Food bank near Truss and Kwarteng’s homes says locals need ‘torrent’ of help

A food bank serving the London neighbours of Liz Truss and Kwasi Kwarteng has said it will struggle to survive this winter without “a torrent of support” for families who were going hungry.

Greenwich food bank said it had distributed 92,000 emergency meals to residents this year – already more than last year’s total – and that it was forecast to hit 130,000 by Christmas Day.

Demand for food is now so great in the borough that a new food bank is poised to open just 500 metres from the £1m Georgian houses where the prime minister and chancellor are neighbours.

Jamie Ginns, the chief executive of Greenwich food bank, said it faced “serious operational issues” this winter that would be compounded if Truss’s government refused to increase benefits in line with inflation.

He said: “For over a year now we’ve been hearing stuff in Greenwich about people choosing between heating or eating. I spoke to one guy pretty recently who was having to cook entirely off a camping gas stove in his kitchen.

“Even the phrase trickle-down economics: people don’t need a trickle, they need a torrent of support, times are that hard.”

Ginns said there were “pockets of real poverty” in the streets surrounding the smart Georgian terraces where Truss and Kwarteng live, part of the so-called Greenwich Gang, which includes the pro-Truss former Brexit secretary David Frost and foreign secretary James Cleverly.

A survey of 64 food banks across Britain, carried out by the donations platform Bankuet, found that almost all were facing soaring demand at a time of falling donations.

Three in four of those surveyed said they were busier or as busy now as they were at the height of the Covid-19 pandemic, while 47% said they had already given out “cold packs” to people who cannot afford to use gas or electricity to heat food.
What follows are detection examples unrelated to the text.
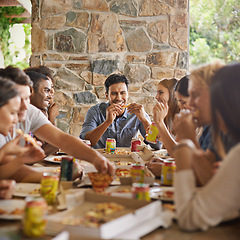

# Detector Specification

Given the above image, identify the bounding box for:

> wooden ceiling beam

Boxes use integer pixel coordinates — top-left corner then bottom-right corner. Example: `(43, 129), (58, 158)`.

(5, 10), (31, 18)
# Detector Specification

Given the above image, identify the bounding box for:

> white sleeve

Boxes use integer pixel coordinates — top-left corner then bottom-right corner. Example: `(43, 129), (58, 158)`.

(174, 144), (240, 230)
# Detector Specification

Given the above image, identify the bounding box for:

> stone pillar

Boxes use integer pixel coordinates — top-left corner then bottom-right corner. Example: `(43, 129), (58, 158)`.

(30, 0), (188, 136)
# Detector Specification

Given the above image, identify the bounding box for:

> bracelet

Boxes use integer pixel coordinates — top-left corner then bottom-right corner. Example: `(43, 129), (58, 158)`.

(173, 140), (195, 152)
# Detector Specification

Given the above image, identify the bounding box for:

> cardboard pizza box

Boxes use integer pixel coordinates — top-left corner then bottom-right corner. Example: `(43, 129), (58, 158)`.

(46, 191), (163, 239)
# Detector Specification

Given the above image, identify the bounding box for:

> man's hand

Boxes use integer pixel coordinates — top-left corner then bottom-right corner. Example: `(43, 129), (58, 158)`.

(127, 103), (146, 122)
(1, 135), (29, 156)
(92, 153), (115, 175)
(0, 180), (16, 199)
(106, 103), (123, 124)
(19, 141), (46, 164)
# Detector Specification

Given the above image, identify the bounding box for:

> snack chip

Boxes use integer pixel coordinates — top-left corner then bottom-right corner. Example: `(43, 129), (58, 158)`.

(88, 172), (113, 191)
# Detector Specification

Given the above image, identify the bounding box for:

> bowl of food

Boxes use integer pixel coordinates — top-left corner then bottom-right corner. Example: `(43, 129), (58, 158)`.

(88, 172), (113, 192)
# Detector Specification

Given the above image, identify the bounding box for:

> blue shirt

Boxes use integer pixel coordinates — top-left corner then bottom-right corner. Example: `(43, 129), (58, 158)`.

(79, 103), (162, 149)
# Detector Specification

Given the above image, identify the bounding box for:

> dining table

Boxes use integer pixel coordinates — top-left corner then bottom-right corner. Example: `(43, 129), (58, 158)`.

(0, 149), (240, 240)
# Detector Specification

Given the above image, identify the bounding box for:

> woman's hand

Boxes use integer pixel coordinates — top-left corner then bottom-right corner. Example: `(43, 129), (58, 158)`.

(48, 103), (59, 125)
(146, 157), (162, 177)
(73, 160), (84, 180)
(173, 110), (196, 142)
(1, 135), (29, 157)
(153, 102), (168, 124)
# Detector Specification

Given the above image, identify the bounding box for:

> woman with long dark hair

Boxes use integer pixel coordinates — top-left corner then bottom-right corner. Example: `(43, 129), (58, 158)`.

(174, 63), (240, 230)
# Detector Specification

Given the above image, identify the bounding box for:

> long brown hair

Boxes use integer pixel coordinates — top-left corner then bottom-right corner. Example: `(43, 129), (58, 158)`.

(210, 63), (240, 157)
(159, 78), (180, 130)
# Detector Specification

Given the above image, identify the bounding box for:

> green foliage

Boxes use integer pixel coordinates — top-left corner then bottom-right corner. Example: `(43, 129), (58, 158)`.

(0, 6), (25, 67)
(189, 0), (240, 65)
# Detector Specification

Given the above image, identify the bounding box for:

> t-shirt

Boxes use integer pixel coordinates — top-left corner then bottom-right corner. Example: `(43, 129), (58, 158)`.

(208, 132), (237, 161)
(0, 104), (51, 148)
(80, 103), (162, 149)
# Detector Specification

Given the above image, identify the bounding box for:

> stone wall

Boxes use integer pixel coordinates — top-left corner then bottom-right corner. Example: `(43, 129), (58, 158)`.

(31, 0), (188, 136)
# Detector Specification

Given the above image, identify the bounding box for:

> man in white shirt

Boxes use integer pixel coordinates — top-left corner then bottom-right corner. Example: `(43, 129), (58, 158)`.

(0, 66), (114, 174)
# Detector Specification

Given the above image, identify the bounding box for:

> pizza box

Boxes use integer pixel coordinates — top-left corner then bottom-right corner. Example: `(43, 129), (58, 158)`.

(46, 191), (163, 239)
(116, 153), (155, 185)
(96, 147), (133, 158)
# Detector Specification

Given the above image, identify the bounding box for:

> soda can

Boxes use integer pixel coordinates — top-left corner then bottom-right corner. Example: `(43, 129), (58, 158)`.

(60, 157), (75, 181)
(23, 197), (47, 237)
(131, 138), (141, 152)
(106, 138), (116, 153)
(82, 140), (91, 147)
(131, 183), (150, 201)
(41, 172), (59, 205)
(161, 159), (176, 186)
(130, 163), (145, 183)
(146, 123), (158, 143)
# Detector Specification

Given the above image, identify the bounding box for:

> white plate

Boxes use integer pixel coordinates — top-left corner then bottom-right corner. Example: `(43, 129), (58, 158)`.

(105, 186), (133, 198)
(0, 199), (25, 220)
(44, 155), (72, 164)
(96, 147), (132, 158)
(149, 187), (174, 202)
(13, 183), (41, 197)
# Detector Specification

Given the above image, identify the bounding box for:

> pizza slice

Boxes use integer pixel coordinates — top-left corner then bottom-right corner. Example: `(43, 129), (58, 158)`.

(121, 103), (130, 108)
(16, 129), (38, 147)
(88, 172), (113, 188)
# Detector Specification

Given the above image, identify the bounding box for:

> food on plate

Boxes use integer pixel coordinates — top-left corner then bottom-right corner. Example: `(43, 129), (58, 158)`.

(53, 157), (62, 162)
(16, 129), (38, 146)
(10, 208), (24, 215)
(0, 208), (24, 215)
(88, 172), (113, 189)
(61, 202), (125, 228)
(105, 148), (132, 155)
(29, 188), (40, 195)
(115, 168), (130, 177)
(0, 208), (8, 215)
(114, 161), (132, 166)
(193, 109), (200, 117)
(163, 203), (176, 211)
(121, 103), (131, 108)
(162, 191), (174, 199)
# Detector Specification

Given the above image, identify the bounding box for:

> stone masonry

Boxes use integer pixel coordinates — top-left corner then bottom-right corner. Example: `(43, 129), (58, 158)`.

(30, 0), (188, 137)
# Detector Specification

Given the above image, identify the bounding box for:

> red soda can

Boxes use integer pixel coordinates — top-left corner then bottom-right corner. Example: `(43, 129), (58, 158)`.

(131, 138), (141, 152)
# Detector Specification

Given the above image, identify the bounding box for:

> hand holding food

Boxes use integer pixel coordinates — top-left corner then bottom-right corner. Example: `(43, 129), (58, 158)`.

(0, 180), (16, 199)
(173, 110), (196, 141)
(127, 103), (146, 121)
(16, 129), (39, 147)
(106, 104), (123, 123)
(153, 102), (168, 123)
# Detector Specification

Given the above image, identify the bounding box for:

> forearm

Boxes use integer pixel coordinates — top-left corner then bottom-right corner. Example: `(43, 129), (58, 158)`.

(139, 118), (151, 132)
(0, 157), (23, 179)
(42, 143), (59, 156)
(13, 165), (43, 183)
(193, 150), (216, 186)
(85, 121), (111, 147)
(155, 122), (177, 156)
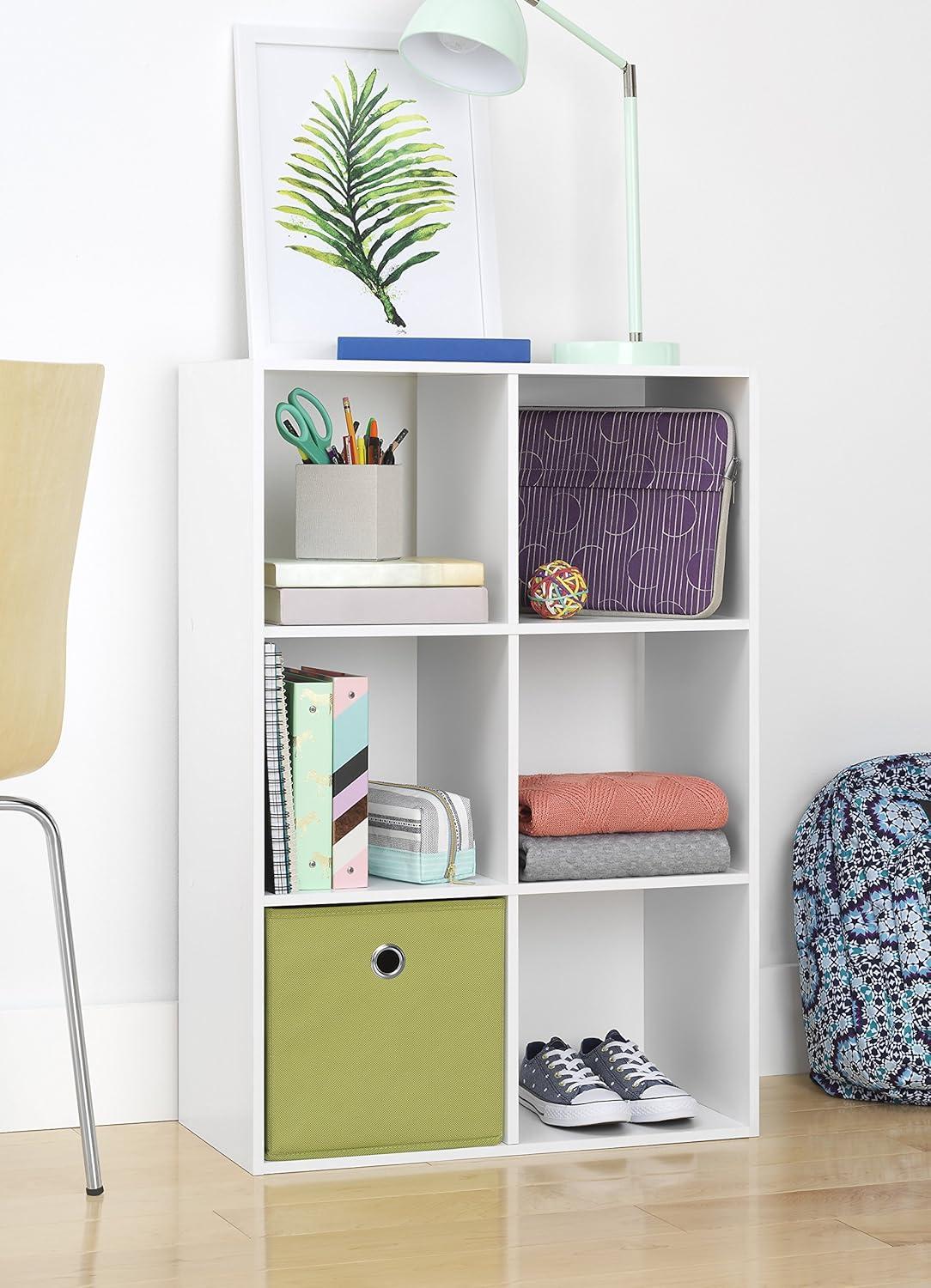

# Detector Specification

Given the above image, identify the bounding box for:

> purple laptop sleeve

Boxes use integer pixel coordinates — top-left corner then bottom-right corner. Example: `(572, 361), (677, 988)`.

(519, 407), (738, 617)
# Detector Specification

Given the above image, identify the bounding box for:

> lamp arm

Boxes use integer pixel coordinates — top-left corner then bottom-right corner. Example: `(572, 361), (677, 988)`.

(526, 0), (627, 71)
(526, 0), (644, 340)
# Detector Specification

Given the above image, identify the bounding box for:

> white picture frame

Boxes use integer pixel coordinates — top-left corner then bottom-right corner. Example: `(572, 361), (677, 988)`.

(233, 26), (501, 358)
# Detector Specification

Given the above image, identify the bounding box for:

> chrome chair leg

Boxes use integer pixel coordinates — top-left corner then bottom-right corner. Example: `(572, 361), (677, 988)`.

(0, 796), (103, 1195)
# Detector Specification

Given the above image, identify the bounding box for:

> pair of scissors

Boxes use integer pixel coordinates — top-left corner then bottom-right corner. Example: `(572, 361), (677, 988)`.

(274, 389), (333, 465)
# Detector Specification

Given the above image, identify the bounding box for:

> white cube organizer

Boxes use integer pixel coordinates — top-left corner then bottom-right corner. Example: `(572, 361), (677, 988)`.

(179, 360), (758, 1175)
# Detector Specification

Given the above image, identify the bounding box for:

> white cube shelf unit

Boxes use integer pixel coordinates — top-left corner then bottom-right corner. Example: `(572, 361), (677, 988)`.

(179, 360), (758, 1175)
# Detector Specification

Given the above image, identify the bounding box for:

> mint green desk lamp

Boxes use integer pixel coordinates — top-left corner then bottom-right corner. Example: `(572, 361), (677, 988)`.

(398, 0), (678, 368)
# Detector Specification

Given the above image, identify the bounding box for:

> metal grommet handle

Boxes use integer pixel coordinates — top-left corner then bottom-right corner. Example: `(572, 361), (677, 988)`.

(372, 945), (407, 979)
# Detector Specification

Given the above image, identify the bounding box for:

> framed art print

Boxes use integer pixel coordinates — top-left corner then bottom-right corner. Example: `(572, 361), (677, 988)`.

(234, 27), (501, 358)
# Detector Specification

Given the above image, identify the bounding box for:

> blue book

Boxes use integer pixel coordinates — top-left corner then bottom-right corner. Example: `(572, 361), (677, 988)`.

(336, 335), (531, 362)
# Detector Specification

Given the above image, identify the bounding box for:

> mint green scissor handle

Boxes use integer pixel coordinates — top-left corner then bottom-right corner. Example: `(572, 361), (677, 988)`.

(274, 389), (333, 465)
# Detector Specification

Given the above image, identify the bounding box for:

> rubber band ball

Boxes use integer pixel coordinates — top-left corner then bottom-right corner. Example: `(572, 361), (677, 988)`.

(526, 559), (588, 620)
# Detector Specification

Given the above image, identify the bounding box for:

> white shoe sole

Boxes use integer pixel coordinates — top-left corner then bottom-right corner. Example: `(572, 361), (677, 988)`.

(518, 1087), (631, 1127)
(630, 1097), (698, 1123)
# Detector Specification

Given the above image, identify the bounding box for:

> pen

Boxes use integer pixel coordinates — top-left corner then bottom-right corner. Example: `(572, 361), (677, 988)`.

(366, 416), (381, 465)
(381, 429), (407, 465)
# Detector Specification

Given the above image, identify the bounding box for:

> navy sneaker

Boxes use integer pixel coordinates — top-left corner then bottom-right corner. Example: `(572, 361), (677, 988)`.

(519, 1038), (631, 1127)
(582, 1030), (698, 1123)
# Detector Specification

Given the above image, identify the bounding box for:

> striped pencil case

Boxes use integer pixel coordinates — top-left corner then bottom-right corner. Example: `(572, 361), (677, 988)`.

(368, 782), (475, 885)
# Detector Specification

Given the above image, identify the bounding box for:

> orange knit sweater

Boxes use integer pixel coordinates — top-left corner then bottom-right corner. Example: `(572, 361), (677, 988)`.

(519, 772), (727, 836)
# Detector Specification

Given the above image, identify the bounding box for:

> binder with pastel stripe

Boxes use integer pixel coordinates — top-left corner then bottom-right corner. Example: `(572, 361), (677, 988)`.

(265, 644), (294, 894)
(284, 670), (333, 890)
(302, 667), (368, 890)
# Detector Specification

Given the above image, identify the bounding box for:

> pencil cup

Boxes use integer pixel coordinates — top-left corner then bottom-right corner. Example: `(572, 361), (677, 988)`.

(294, 464), (415, 559)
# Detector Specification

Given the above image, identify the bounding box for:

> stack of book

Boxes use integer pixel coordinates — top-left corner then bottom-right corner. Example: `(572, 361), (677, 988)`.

(265, 558), (488, 626)
(265, 644), (368, 894)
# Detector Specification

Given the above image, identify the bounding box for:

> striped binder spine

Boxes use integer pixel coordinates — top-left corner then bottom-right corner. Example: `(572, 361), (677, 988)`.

(333, 675), (368, 890)
(265, 644), (291, 894)
(301, 666), (368, 890)
(286, 671), (333, 890)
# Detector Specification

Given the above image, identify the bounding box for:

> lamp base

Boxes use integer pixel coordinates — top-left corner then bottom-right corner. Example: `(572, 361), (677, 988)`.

(552, 340), (678, 368)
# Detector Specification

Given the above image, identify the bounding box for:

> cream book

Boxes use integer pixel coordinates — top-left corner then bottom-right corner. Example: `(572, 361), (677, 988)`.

(265, 556), (485, 590)
(265, 586), (488, 626)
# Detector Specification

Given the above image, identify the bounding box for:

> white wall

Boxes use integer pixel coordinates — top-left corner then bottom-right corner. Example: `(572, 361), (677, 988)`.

(0, 0), (931, 1127)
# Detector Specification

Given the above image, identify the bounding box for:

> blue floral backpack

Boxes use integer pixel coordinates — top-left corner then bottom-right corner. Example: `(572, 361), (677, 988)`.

(794, 754), (931, 1105)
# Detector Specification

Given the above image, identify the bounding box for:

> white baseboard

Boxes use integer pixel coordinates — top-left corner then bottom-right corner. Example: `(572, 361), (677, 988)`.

(760, 963), (809, 1078)
(0, 1002), (178, 1131)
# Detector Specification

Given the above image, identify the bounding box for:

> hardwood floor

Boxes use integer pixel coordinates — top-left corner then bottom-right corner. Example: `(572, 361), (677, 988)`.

(0, 1078), (931, 1288)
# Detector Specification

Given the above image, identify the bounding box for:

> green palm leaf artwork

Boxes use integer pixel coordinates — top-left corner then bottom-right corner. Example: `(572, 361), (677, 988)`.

(274, 64), (456, 327)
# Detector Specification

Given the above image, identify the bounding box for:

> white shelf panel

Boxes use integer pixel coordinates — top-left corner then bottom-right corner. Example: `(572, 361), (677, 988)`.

(517, 1105), (753, 1154)
(263, 1105), (753, 1176)
(263, 613), (750, 641)
(518, 872), (750, 894)
(263, 623), (508, 641)
(264, 876), (514, 908)
(518, 613), (750, 635)
(258, 355), (750, 380)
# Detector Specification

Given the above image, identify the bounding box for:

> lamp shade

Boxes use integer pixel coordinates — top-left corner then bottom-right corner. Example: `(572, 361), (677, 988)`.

(398, 0), (526, 94)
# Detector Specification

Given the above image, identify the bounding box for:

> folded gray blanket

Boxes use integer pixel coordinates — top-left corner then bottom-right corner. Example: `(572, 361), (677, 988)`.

(520, 831), (730, 881)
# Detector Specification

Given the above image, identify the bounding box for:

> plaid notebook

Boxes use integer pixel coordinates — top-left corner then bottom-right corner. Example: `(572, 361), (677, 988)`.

(265, 644), (295, 894)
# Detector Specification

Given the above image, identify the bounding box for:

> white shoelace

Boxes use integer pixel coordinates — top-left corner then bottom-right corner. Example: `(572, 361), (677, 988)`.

(605, 1042), (672, 1087)
(544, 1050), (604, 1091)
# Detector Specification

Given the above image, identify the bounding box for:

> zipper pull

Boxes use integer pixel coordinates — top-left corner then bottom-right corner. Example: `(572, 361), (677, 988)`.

(724, 456), (740, 505)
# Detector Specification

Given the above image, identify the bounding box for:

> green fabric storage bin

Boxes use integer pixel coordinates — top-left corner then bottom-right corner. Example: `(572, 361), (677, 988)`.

(265, 898), (505, 1162)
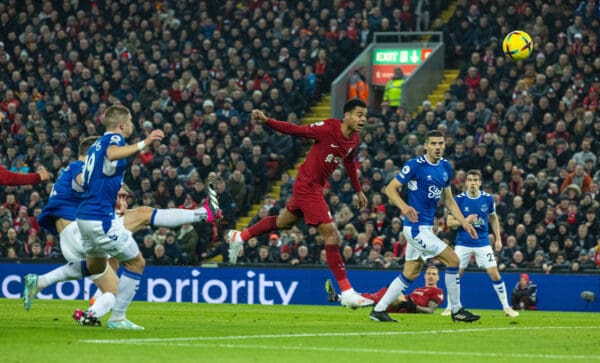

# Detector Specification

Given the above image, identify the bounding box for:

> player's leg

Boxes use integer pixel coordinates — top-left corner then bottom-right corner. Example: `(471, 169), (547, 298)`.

(123, 183), (220, 232)
(23, 220), (87, 310)
(107, 252), (146, 330)
(369, 260), (423, 322)
(316, 220), (373, 307)
(107, 226), (146, 330)
(437, 249), (480, 322)
(227, 202), (298, 263)
(370, 226), (434, 321)
(78, 219), (145, 330)
(474, 246), (519, 318)
(441, 246), (473, 316)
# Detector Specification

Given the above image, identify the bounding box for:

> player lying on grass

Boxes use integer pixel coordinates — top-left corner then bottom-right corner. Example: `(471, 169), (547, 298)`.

(325, 266), (444, 314)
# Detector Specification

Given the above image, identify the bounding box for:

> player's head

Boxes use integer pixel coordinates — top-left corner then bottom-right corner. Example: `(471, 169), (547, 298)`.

(424, 130), (446, 163)
(344, 98), (367, 131)
(425, 265), (440, 287)
(102, 105), (133, 137)
(467, 169), (481, 194)
(79, 136), (98, 157)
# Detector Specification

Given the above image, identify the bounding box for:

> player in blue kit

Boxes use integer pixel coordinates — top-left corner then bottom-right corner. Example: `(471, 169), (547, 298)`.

(442, 170), (519, 318)
(76, 105), (164, 330)
(23, 136), (219, 325)
(370, 130), (479, 322)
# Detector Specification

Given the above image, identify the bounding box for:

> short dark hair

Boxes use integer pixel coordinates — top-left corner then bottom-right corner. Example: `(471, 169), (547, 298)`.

(425, 130), (444, 140)
(79, 136), (99, 156)
(344, 98), (367, 113)
(466, 169), (481, 180)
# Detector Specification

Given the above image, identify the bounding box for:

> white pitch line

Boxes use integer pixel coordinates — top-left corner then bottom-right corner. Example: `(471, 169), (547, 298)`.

(80, 326), (600, 344)
(78, 341), (600, 361)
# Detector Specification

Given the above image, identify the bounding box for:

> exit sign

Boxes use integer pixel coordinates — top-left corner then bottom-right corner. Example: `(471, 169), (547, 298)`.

(372, 48), (431, 85)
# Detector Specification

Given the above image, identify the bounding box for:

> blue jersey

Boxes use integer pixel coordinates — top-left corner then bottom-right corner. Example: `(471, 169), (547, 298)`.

(38, 160), (83, 235)
(77, 132), (127, 223)
(396, 155), (452, 227)
(455, 192), (496, 247)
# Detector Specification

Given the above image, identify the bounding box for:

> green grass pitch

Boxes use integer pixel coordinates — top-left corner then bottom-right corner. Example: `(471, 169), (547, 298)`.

(0, 299), (600, 363)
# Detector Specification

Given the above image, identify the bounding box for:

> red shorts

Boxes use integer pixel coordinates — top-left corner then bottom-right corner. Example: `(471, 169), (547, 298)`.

(286, 183), (333, 226)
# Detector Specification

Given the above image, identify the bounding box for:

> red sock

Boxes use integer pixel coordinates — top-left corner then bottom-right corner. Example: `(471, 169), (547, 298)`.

(242, 216), (277, 242)
(325, 245), (352, 292)
(360, 287), (387, 304)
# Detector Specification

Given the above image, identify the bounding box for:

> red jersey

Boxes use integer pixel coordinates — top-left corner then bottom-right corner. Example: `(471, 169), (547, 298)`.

(361, 286), (444, 313)
(408, 287), (444, 307)
(267, 118), (361, 194)
(0, 165), (42, 185)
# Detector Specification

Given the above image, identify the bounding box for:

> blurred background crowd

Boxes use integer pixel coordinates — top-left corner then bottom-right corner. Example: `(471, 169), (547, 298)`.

(0, 0), (600, 273)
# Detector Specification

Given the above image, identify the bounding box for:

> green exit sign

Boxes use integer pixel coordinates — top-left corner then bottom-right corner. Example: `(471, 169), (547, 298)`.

(373, 48), (431, 64)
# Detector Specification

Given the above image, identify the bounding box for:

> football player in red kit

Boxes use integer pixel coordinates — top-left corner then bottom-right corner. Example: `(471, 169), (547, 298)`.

(228, 98), (373, 307)
(325, 266), (444, 314)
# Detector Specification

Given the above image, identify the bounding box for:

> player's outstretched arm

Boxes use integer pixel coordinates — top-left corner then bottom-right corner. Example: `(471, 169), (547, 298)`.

(252, 110), (326, 139)
(106, 130), (165, 161)
(0, 165), (50, 185)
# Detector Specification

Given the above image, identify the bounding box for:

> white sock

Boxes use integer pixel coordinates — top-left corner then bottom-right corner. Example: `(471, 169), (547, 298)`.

(37, 261), (85, 290)
(492, 277), (508, 309)
(444, 267), (462, 313)
(92, 288), (102, 299)
(88, 292), (117, 318)
(373, 274), (412, 311)
(150, 207), (207, 227)
(109, 269), (142, 321)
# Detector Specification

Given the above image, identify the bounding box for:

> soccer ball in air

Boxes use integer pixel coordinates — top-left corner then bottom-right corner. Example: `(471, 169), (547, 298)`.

(502, 30), (533, 61)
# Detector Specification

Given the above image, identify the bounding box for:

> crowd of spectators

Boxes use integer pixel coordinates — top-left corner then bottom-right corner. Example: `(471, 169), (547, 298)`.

(0, 0), (439, 263)
(0, 0), (600, 272)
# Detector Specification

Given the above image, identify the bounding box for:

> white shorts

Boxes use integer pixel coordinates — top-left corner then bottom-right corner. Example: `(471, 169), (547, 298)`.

(402, 226), (448, 261)
(59, 222), (85, 262)
(77, 218), (139, 262)
(454, 246), (498, 270)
All expected demand to rise further this winter.

Greenwich food bank, part of the Trussell Trust network, said it was distributing 4.5 tonnes of food a week – equivalent to the weight of two-and-a-half average-sized cars. The drop in donations meant it was having to raid its reserves to pay for one tonne’s worth of essentials every week.

Ginns said it would be “ludicrous” if Truss’s government refused to increase benefits in line with inflation. Ministers are said to be drawing up plans for real-terms benefits cuts, saving £5bn by increasing them in line with earnings, rather than with inflation.

Truss on Sunday refused to say whether benefits would be increased in line with inflation, recorded at 10% in August. During an interview on the BBC’s Sunday with Laura Kuenssberg, Truss said the work and pensions secretary, Chloe Smith, is “looking at” the issue.

“She will make a determination on that and we will announce that this autumn,” Truss said, adding, “I’m not going to write future budgets on your show.”

According to the Joseph Rowntree Foundation, one in five low-income households in Scotland went cold and hungry at the same time this year, even before the winter months set in.

Its latest Poverty in Scotland report highlighted the fragility of people’s finances and the impact of increasing anxieties about the future on mental health.

A third of all those surveyed said they have either no savings or savings of less than £250, while single parents were more than twice as likely to have little or no personal safety net.

The report also found that going without essentials – including food, heating or clothing – is already endemic. Nearly two in three (65%) have cut back on one essential while one in four (26%) have cut back on three or more essentials.

Related: Demand for crisis support soars even in wealthy UK towns

Jacqueline James, who runs a marketplace and food pantry as part of the charity Southampton City Mission, said it had already given out more food this year than in the whole of 2021.

She added: “A real-terms cut to benefits would compound the problem. People are already at a critical point of not having enough to cover costs as it is.

“We are quite concerned as food and funds are going down, particularly donations of food, as demand rises. We’ve been doing food banks for 20-odd years and our warehouse has never been this empty.”

Rebecca Hargreaves, project coordinator for Feedo Needo charity, which operates in Manchester, Birmingham and Bradford, said it was already having to hand out smaller emergency parcels.

She said: “Everyone is worried about their bills going up and that reality will hit soon. If benefits don’t rise as usual things are only going to get worse. We are seeing people with deteriorating mental health issues due to the cost of living stress which could be avoided.”

Robin Ferris, the chief executive of Bankuet, said charities were “sounding the alarm bell” as winter closes in and donations were desperately needed.

“Trickle-down economics from the government is an inadequate response to the cost of living crisis facing millions. Food banks are seeing unprecedented levels of demand and need our help to get through the winter,” Ferris said.